Der Rahmenbetriebsplan zur weiteren Erkundung des Meeresuntergrunds auf deutschem Hoheitsgebiet wurde vom niedersächsischen LBEG im August für 18 Jahre genehmigt. Der LBEG-Präsident Carsten Mühlenmeier begründete dies damit, dass die europäischen Sicherheits- und Umweltstandards eingehalten würden. "Es ist außerdem geregelt, dass die Förderung vorzeitig endet, sobald durch die angestrebte Wärmewende in Deutschland kein Erdgas mehr als Energieträger benötigt wird", erklärte er. "Solange aber in Deutschland noch Erdgas verbraucht wird, gilt: Das aus heimischen Lagerstätten geförderte Erdgas ist erheblich weniger klimaschädlich als das importierte."
Die Kläger sehen das anders. DUH-Bundesgeschäftsführer Sascha Müller-Kraenner forderte Bundes- und Landesregierung auf, "dieses unnötige und klimapolitisch schädliche Vorhaben auf politischem Wege umgehend zu stoppen“. Deutschland brauche dieses Gas weder für die Versorgungssicherheit noch für stabile Gaspreise. Gleichzeitig berge die Förderung große Risiken für die Umwelt und setze Deutschlands internationale Glaubwürdigkeit in Sachen Klimaschutz aufs Spiel. Für die Menschen und die Natur auf Borkum habe die Bohrinsel konkrete negative Folgen wie die Luftverschmutzung durch Stickstoffemissionen, ein steigendes Risiko für Erdbeben und Bodenabsenkungen sowie die Gefährdung geschützter Tierarten. Bundes- und Landesregierung müssten deshalb diesem fossilen Gasprojekt eine Absage erteilen, statt sich "hinter den Gerichten zu verstecken".

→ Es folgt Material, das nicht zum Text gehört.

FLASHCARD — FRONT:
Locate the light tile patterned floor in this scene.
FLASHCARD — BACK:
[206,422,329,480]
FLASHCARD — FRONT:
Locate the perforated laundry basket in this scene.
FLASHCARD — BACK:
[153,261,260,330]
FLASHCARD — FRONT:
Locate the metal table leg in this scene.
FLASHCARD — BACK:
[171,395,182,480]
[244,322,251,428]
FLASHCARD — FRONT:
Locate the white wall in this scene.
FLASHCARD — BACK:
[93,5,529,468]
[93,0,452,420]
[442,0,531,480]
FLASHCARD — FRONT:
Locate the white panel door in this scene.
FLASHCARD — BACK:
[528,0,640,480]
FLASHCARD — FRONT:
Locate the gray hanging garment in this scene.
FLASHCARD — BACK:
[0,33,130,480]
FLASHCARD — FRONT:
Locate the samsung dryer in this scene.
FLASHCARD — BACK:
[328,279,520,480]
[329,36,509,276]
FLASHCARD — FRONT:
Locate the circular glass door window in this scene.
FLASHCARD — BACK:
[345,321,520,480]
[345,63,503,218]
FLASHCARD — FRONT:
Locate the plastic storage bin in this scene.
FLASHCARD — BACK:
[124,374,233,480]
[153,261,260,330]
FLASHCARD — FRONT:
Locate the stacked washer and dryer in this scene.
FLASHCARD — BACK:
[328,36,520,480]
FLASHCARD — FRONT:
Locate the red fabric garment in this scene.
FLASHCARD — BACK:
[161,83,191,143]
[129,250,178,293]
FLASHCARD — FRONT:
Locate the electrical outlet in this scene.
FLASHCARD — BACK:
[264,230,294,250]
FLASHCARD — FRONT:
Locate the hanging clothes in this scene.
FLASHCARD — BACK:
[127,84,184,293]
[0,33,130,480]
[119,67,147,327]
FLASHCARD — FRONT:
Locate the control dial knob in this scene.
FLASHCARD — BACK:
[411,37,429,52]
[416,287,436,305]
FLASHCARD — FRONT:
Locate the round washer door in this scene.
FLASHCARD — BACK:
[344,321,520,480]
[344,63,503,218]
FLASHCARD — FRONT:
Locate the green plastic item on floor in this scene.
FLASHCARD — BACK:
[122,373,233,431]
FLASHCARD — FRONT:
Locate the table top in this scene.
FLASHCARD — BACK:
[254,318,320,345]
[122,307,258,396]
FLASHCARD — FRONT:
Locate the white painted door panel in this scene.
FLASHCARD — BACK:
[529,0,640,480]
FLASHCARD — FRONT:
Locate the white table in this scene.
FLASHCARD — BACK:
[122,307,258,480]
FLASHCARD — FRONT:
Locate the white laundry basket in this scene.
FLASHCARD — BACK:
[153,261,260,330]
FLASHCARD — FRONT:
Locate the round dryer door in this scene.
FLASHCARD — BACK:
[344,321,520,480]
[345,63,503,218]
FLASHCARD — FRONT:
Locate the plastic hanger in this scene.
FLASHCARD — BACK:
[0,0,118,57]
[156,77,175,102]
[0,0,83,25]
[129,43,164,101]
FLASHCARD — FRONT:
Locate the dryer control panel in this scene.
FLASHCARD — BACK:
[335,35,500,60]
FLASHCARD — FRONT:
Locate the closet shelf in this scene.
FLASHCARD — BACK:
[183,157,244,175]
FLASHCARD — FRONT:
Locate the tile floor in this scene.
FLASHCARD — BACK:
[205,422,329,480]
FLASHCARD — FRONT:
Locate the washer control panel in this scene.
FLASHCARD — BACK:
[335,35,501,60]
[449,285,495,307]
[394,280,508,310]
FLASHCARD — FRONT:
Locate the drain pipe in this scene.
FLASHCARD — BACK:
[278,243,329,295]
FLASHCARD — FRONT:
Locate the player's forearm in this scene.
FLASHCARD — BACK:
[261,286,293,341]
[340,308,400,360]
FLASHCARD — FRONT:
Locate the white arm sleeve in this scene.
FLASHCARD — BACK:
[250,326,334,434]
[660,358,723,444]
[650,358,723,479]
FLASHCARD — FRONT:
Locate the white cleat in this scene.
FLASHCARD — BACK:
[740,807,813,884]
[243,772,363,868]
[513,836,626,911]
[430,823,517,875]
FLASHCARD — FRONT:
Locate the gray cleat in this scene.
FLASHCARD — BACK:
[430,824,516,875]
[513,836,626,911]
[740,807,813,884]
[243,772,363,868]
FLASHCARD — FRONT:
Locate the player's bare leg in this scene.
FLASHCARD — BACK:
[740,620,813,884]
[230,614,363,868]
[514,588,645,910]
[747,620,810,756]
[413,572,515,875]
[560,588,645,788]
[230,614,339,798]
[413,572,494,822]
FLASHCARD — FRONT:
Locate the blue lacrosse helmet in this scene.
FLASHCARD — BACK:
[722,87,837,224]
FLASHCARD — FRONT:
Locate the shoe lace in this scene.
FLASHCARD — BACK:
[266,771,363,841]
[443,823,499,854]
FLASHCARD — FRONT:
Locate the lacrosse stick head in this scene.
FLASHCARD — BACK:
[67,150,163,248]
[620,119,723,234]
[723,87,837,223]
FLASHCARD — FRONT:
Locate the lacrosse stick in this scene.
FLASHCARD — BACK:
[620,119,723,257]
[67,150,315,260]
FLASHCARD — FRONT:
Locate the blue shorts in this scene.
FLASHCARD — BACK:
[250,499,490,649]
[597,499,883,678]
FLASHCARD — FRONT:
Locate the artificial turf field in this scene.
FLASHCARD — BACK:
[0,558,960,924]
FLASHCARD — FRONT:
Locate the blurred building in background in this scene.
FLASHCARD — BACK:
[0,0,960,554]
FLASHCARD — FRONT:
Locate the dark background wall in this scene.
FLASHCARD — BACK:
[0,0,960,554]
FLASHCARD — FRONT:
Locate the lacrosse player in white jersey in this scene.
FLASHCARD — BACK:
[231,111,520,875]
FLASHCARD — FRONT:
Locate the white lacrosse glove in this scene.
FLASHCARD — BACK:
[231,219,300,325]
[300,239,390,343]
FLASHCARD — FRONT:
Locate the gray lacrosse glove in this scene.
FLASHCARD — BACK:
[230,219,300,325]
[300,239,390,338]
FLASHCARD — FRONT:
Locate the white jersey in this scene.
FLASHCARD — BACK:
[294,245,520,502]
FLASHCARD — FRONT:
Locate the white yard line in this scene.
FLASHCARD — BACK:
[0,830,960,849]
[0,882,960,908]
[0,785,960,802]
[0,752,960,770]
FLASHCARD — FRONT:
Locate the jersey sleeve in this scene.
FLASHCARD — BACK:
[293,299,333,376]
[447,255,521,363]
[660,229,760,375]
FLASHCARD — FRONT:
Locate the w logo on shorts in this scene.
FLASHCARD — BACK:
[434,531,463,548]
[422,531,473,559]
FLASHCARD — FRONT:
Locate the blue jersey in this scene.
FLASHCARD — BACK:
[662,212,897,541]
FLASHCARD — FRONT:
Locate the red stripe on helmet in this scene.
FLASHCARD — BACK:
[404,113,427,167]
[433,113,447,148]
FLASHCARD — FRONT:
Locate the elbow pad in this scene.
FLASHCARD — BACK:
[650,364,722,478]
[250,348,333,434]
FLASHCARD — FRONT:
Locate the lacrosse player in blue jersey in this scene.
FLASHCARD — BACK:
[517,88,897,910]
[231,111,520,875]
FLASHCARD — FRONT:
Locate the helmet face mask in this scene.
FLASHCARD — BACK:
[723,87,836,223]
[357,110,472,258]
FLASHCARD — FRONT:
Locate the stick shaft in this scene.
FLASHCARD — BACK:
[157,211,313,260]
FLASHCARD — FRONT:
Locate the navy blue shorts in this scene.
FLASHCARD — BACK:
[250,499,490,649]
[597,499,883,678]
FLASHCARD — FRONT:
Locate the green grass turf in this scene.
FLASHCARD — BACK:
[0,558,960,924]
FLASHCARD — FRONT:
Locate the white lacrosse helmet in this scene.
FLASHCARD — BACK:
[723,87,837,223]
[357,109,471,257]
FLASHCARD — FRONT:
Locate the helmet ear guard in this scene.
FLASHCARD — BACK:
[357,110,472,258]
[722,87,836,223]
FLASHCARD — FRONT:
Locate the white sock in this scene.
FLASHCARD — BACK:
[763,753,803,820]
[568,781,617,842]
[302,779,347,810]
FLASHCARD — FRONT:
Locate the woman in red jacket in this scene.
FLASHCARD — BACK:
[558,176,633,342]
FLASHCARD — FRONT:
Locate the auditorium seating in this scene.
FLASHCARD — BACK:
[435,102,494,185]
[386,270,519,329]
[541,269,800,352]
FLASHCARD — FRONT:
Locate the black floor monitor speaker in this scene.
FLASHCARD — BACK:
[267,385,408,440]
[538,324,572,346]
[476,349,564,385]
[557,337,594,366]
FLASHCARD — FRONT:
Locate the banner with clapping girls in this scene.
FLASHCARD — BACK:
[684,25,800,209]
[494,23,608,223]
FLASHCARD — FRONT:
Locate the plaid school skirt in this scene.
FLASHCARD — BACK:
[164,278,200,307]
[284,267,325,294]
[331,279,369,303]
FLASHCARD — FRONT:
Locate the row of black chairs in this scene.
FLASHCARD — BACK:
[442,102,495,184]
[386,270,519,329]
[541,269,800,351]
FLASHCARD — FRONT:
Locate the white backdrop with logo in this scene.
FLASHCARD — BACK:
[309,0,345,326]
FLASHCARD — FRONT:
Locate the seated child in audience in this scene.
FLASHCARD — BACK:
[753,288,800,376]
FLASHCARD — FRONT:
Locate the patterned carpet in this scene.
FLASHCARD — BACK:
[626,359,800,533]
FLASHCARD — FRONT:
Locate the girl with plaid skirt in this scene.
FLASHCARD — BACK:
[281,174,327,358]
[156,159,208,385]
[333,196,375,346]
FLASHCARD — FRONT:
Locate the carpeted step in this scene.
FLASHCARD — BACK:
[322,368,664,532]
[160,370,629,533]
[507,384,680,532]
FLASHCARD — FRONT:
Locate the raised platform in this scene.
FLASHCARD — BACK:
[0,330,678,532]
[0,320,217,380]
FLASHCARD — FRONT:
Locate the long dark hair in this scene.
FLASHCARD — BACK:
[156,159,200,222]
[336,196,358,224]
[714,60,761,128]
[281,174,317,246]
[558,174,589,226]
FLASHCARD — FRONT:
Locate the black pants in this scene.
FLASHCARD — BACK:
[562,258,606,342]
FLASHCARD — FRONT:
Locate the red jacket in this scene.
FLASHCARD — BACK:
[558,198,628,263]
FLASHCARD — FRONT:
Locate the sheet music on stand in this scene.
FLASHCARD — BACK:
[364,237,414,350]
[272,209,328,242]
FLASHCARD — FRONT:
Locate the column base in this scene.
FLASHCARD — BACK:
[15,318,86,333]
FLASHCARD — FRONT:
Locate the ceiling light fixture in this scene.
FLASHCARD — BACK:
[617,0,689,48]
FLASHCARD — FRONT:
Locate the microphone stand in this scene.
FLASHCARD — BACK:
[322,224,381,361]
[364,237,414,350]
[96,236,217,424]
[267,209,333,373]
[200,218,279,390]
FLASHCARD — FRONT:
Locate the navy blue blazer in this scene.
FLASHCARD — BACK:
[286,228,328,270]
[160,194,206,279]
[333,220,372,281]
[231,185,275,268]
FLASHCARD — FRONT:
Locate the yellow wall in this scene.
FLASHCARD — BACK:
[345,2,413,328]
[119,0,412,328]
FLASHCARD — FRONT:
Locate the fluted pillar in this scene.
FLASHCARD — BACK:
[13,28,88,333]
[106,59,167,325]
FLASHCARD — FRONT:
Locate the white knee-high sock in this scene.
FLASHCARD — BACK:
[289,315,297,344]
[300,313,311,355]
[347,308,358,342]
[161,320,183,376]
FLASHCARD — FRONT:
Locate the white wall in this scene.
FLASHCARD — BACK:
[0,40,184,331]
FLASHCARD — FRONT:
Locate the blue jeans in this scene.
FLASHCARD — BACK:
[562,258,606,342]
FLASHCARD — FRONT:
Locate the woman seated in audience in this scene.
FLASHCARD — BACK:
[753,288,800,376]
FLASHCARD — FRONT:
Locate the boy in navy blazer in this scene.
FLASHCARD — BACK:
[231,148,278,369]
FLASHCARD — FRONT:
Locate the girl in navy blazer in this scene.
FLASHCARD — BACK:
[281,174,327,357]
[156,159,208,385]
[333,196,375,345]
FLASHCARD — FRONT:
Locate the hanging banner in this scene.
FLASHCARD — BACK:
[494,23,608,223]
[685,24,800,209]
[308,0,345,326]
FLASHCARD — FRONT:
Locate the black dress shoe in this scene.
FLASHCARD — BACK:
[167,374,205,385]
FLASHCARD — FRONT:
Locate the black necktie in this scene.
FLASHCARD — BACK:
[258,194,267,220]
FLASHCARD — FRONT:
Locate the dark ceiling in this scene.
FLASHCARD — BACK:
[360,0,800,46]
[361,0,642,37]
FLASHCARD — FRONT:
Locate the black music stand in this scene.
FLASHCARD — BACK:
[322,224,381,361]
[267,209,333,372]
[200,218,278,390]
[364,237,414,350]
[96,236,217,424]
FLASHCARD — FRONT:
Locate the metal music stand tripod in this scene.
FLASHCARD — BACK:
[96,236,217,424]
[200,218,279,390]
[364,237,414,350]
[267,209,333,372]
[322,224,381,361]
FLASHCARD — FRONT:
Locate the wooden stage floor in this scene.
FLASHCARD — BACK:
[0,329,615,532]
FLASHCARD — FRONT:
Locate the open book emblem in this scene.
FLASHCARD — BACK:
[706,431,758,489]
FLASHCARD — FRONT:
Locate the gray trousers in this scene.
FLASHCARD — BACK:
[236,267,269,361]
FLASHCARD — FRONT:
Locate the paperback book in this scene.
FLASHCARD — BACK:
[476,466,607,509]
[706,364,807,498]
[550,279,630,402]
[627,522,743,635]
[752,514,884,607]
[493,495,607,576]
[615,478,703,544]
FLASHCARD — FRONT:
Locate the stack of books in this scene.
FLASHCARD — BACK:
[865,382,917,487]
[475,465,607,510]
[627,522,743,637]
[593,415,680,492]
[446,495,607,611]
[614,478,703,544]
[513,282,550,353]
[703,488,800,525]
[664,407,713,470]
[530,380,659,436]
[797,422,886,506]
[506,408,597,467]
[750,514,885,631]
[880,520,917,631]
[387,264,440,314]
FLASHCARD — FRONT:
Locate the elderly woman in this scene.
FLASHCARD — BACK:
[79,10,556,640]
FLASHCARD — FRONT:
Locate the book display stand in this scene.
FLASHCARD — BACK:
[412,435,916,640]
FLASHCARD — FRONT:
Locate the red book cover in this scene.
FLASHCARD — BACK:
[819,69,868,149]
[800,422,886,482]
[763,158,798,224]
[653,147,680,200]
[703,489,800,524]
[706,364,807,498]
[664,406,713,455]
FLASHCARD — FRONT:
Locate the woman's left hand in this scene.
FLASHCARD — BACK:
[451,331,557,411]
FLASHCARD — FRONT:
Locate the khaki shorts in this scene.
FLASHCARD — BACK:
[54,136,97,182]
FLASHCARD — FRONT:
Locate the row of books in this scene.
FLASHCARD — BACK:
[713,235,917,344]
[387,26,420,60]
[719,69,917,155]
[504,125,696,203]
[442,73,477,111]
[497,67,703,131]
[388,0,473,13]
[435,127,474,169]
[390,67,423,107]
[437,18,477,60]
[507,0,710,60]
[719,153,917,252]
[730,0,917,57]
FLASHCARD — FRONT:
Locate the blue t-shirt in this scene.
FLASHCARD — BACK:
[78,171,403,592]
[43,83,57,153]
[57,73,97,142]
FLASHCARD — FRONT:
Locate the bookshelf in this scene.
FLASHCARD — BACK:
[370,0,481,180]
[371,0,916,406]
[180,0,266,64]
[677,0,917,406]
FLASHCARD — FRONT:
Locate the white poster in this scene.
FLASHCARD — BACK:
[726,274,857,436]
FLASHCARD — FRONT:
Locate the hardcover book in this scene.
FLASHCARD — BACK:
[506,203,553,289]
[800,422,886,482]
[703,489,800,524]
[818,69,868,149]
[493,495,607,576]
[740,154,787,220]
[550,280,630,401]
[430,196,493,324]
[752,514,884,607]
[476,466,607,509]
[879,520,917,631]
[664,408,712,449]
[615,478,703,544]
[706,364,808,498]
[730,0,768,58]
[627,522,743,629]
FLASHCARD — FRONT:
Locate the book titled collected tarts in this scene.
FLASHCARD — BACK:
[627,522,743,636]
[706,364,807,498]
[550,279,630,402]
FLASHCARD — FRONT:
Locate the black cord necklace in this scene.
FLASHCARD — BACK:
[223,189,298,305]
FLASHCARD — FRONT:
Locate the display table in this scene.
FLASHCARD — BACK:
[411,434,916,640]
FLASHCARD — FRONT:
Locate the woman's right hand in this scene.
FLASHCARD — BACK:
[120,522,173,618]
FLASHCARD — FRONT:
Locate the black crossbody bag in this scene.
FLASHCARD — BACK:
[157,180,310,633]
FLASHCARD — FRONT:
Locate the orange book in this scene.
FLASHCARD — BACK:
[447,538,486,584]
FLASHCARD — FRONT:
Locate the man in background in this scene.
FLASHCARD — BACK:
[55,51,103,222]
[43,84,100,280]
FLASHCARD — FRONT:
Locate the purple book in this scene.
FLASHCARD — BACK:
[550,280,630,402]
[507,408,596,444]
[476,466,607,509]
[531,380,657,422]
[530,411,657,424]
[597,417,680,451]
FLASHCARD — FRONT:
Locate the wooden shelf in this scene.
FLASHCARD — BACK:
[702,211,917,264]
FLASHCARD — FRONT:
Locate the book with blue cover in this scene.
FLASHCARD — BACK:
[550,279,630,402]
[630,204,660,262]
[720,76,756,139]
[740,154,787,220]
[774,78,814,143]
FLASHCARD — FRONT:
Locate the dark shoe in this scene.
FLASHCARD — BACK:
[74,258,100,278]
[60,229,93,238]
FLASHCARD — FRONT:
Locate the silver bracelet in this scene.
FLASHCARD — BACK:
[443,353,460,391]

Ende September hat die DUH außerdem Widerspruch gegen die Fortsetzung der Ölförderung auf der Bohrinsel Mittelplate erhoben, die vor der schleswig-holsteinischen Nordseeküste mitten im UNESCO-Weltnaturerbe Wattenmeer liegt. Sie machte geltend, dass für die Bohrinsel niemals eine FFH-Verträglichkeitsprüfung gemäß der Flora-Fauna-Habitatrichtlinie durchgeführt worden sei, obwohl das Wattenmeer bereits seit 1998 als FFH-Gebiet sowie seit 2001 als Europäisches Vogelschutzgebiet ausgewiesen ist und die Bohrinsel in einem der sensibelsten Ökosysteme Europas liege. Da im Mai dieses Jahres ein neuer Hauptbetriebsplan für die Ölförderung erlassen wurde, nutzte die DUH dies als Möglichkeit, um das Versäumnis rechtlich anzugreifen. Falls die Klage erfolgreich ist, könnte das Konsequenzen für den weiteren Betrieb haben, der bisher spätestens 2041 auslaufen soll. Mittelplate ist die einzige Öl-Bohrinsel in der deutschen Nordsee.